As seen from FIG. 2, the spacing members 6 are bent forward (upward, from the plane of FIG. 1) out of the plane of the bearing piece 3 and support piece 5, said bending occurring in the neighborhood of strips 3 and 5. The spacing members 6 are configured such that any two successive spacing members 6 laterally delimit a region therebetween along the strips 3, 5, this region being referred to hereafter as a flat chamber. In each of the exemplary embodiments illustrated in FIGS. 1 and 3, groups of five contact springs 2 are disposed side by side in a planar disposition between any two adjacent pairs of spacing members 6, which springs are perpendicular to the longitudinal extent of bearing piece 3 and support piece 5. This perpendicularity is retained even if the contact springs 2 are given a radial curvature (by any known process, such as stamping) toward the rear, in their middle regions 4 (between the bearing piece 3 and the support piece 5), as seen in FIG. 4. The terms "front" and "rear" as used herein refer to directions taken from FIG. 1.

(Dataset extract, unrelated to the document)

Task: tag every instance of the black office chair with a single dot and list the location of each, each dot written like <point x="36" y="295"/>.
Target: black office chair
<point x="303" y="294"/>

As illustrated in FIGS. 5 to 8, the two metal strips which form the bearing piece 3 and the support piece 5 are bent into an essentially cylindrical shape, about an axis running perpendicular thereto and at a predetermined radial distance therefrom. In the case of FIGS. 5-7, the axis A--A about which the two metal strips 3,5 are bent is facing the rear side 22 (as viewed originally in FIGS. 1 and 2) of the bearing piece 3 and support piece 5, so that a cylindrical contact socket is formed from the original contact element. The bending axis coincides with the axis A--A of the contact socket. In the contact sockets of FIGS. 5 and 6, a generally cylindrical socket body 7 is provided which contains the contact element. The spacing members 6 are braced against the body 7.
In the embodiment illustrated on the right half of FIG. 5, the socket body 7 is comprised of a sleeve formed into a cylindrical shape from a sheet of metal. The contact socket structure formed by a cylindrically bent segment of the contact element 1 can be pushed into the body 7. The spacing members 6 are then lodged elastically against the socket body 7, which provides relatively problem-free conduction of current between the body 7 and a contact socket structure.
In the embodiment according to FIG. 6, two units, each comprised of a bearing piece 3, a support piece 5, and spacing members 5,6 are joined in the axial direction to form a double unit which can be used as a double socket. In this case, the contact springs 2 which run lengthwise in the direction of the axis A--A through the entire structure are joined to the associated single, common, bearing piece 3 in the central region 8 of the double socket. In the region of the two support pieces 5,5 of the double socket, the free ends of the contact springs 2 rest against the support pieces 5,5.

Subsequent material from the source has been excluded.